Des bulletins aux responsabilités : décrypter un mandat de 183 voix
Le 3 juin 2025, l’Assemblée générale a élu Bahreïn, la Colombie, la RDC, la Lettonie et le Libéria comme membres non permanents ; Kinshasa a obtenu 183 voix. Pour Thérèse Kayikwamba Wagner, ministre des Affaires étrangères, « l’unité africaine s’affirme ainsi au cœur de l’agenda sécuritaire mondial ». C’est seulement la troisième fois, depuis 1993, que le Congo retrouve ce cénacle, à un moment où tensions régionales et doutes sur la légitimité intérieure sont particulièrement vifs.
Turbulences orientales sur une scène globale
La reprise des offensives du M23 vers Goma et la présence persistante de troupes étrangères illustrent la fragilité de l’Est congolais. La résolution 2765 (2024) a prorogé, jusqu’en décembre 2025, le mandat de la MONUSCO tout en avertissant qu’un retrait précipité créerait un vide sécuritaire (ONU, 20 décembre 2024). Kinshasa doit désormais convaincre des pairs sceptiques que sa stratégie ne délègue pas la stabilité à une mission déjà sur-étendue. La réunion d’information prévue en juin 2025, consacrée à la trajectoire sécuritaire congolaise, sera un premier test.
Kagame, Kigali et Kinshasa : diplomatie sous pression
Le retrait soudain du Rwanda de la CEEAC, le 8 juin 2025, sur fond d’accusations de soutien au M23, accentue une fracture régionale visible. Kinshasa devra éviter de transformer son nouveau siège en tribunal contre Kigali, sans ignorer pour autant les appels internes à un embargo sur les armes. Toute maladresse risquerait d’aliéner des alliés disposant du veto et d’éroder le capital de légitimité acquis grâce au score électoral.
Normes, minerais et responsabilité de protéger
Sept des quinze membres 2026 du Conseil seront des « Amis de la R2P », dont la RDC, remarque le Global Centre for the Responsibility to Protect. Cette convergence pourrait renforcer la crédibilité congolaise, entamée par des accusations d’exactions. Le dossier minier n’en est pas moins crucial : chaînes d’approvisionnement en cobalt, cuivre et tantale sous contrôle ESG, potentiel de mille milliards de dollars. Le siège offre à Kinshasa la tribune pour prôner la coexistence entre transparence accrue et incitations au développement.

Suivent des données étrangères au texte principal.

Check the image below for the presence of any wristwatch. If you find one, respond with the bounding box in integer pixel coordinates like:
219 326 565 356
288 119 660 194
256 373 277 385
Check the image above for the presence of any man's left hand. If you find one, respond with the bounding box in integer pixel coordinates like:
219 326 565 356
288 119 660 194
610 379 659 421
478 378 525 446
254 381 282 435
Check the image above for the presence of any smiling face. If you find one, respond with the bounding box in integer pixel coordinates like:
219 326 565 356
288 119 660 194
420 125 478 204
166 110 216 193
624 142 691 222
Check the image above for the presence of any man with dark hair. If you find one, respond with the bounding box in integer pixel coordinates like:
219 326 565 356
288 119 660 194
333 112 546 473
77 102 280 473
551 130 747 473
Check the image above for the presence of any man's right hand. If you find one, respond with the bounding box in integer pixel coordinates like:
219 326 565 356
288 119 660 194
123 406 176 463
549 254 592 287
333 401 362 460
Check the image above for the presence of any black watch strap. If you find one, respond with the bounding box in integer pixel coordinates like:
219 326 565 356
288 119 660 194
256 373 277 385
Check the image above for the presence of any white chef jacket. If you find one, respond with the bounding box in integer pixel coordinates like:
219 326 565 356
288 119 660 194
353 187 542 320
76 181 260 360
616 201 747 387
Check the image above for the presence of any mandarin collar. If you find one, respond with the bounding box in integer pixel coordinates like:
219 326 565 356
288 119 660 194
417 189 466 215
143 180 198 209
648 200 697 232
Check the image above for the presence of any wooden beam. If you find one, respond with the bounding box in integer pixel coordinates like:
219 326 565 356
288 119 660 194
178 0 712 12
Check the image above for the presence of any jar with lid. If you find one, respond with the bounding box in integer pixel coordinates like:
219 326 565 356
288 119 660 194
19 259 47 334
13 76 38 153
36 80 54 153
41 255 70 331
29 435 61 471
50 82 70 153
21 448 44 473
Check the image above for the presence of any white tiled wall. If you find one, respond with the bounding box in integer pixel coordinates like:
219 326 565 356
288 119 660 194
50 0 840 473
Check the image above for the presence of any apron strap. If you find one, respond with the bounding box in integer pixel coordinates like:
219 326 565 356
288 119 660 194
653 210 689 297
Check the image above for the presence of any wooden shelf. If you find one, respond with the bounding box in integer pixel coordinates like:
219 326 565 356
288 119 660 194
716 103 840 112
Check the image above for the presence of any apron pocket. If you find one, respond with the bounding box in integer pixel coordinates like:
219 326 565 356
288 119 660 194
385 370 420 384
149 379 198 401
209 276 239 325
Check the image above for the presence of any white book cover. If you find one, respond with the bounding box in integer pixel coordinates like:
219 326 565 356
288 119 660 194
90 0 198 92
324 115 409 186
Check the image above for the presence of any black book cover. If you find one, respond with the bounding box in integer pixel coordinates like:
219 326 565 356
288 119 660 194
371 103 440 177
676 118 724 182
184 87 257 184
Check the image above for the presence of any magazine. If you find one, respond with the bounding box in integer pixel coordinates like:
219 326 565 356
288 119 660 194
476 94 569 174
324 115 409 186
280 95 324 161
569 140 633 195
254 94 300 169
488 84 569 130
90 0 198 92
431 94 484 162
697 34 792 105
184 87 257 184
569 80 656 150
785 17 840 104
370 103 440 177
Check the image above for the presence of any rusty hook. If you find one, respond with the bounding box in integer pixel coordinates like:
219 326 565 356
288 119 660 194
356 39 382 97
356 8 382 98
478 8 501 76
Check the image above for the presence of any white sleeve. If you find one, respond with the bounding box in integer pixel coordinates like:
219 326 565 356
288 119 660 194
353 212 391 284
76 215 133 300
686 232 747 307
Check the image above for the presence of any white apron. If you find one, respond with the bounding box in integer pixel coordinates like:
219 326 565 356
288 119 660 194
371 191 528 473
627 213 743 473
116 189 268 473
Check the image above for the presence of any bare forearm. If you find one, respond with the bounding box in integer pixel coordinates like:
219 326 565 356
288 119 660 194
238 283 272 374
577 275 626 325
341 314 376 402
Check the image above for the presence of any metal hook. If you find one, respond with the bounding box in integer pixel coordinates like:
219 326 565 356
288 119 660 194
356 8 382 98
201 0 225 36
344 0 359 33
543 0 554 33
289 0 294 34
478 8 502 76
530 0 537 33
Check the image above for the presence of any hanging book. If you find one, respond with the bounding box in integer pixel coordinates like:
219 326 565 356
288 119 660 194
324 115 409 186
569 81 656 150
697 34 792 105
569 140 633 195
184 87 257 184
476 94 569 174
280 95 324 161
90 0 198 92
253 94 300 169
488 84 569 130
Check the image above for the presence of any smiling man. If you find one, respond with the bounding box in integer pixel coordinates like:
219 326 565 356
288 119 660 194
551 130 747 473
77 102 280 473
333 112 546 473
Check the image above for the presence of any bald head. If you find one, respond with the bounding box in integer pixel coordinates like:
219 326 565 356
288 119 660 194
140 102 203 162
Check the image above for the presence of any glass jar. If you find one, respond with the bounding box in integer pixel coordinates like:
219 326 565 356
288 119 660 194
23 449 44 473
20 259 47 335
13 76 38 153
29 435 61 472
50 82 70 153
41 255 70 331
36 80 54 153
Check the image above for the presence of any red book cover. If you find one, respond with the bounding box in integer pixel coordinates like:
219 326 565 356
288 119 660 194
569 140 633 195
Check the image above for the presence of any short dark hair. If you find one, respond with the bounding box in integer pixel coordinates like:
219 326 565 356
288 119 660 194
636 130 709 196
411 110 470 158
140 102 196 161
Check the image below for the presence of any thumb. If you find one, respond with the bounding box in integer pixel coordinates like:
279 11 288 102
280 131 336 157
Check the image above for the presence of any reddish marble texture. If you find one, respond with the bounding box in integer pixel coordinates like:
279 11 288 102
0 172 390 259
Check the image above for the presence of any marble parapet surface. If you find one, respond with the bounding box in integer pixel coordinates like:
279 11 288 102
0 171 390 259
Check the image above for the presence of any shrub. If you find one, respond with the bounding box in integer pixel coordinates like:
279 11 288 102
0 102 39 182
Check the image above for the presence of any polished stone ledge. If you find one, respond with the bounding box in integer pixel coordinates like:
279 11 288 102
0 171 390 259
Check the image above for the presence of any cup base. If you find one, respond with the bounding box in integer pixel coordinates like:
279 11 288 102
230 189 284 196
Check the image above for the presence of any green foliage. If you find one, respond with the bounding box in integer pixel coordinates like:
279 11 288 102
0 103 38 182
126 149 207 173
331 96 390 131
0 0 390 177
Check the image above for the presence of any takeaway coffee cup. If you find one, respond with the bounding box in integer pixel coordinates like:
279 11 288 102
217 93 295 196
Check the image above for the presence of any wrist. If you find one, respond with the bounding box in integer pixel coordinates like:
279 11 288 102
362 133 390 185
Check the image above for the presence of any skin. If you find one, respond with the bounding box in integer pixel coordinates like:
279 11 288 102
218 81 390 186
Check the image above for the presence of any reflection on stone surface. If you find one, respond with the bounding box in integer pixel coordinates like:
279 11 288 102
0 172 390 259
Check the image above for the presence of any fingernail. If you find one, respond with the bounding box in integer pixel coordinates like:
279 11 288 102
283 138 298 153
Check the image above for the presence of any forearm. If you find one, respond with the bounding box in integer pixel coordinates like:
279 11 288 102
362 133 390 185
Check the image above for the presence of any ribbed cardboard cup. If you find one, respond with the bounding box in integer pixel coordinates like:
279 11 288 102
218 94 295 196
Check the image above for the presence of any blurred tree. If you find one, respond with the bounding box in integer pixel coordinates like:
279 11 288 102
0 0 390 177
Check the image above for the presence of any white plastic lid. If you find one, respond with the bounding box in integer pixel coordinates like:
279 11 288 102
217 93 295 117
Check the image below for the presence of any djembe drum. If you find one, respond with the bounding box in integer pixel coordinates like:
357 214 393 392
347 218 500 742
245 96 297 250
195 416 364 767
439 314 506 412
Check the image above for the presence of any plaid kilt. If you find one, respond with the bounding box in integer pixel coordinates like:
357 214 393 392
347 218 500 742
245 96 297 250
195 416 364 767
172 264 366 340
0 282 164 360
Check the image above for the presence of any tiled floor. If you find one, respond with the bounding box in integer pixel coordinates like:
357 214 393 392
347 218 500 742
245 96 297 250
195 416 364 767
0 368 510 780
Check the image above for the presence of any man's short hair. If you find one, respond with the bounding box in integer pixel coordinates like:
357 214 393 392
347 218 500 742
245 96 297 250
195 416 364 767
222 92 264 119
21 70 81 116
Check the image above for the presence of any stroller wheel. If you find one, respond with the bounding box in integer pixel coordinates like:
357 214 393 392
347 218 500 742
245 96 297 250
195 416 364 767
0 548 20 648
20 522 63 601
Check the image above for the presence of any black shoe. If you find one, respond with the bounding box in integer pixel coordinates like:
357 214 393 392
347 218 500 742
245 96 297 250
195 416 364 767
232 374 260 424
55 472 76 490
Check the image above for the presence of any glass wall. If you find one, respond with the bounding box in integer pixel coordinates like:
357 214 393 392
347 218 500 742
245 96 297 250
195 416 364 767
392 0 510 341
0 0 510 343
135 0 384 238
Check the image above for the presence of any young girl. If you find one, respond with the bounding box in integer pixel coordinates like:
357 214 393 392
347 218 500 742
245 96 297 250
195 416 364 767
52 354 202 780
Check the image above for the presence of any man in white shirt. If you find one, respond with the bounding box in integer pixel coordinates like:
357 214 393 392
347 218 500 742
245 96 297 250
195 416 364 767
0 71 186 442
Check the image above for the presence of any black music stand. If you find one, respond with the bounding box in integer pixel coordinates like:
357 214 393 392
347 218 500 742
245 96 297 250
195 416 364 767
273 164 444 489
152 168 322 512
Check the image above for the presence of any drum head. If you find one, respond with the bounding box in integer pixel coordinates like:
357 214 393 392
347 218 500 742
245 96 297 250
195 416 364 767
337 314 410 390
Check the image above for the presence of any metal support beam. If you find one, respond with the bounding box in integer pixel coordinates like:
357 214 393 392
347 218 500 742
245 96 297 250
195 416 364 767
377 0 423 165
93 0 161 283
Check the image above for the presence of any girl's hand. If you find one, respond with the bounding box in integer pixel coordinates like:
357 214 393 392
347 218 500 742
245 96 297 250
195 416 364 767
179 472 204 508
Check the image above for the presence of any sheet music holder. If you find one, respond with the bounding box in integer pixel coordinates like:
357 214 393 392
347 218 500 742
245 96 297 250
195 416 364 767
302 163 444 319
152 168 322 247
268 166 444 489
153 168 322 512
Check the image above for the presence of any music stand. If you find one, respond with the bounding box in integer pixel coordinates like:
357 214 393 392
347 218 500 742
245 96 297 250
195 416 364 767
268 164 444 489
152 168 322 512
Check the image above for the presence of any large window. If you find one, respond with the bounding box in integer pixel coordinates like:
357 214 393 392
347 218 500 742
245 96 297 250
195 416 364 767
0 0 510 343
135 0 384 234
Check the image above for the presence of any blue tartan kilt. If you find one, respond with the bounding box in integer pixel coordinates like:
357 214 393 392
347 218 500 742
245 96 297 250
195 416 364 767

Arithmétique des coalitions au sein du Conseil
Réunir 183 voix est plus simple qu’aligner neuf soutiens sans déclencher un veto. Le retour de la Colombie, le prisme ouest-africain du Libéria et la diplomatie de Bahreïn façonneront les conciliabules. Pour la RDC, présider un comité de sanctions ou de ressources naturelles pourrait offrir une expertise reconnue tout en évitant de front les permanents. Les présidences congolaises passées montrent qu’un dossier lointain, comme la sécurité maritime, peut devenir monnaie d’échange pour un futur vote sur les Grands Lacs.
Du symbole à la substance
Le président Félix Tshisekedi aborde ce mandat avec un atout à double tranchant : la visibilité mondiale. S’il défend la protection des civils, accélère une sortie conditionnelle de la MONUSCO et tempère la friction avec Kigali, son mandat de deux ans pourrait recalibrer la diplomatie des Grands Lacs. Un échec conforterait le cynisme selon lequel ces élections ne sont que mise en scène. Les dix-huit prochains mois diront si un Congo meurtri peut convertir la tribune new-yorkaise en dividendes sécuritaires tangibles et offrir à l’Afrique une voix plus cohérente dans le cénacle le plus puissant de la diplomatie multilatérale.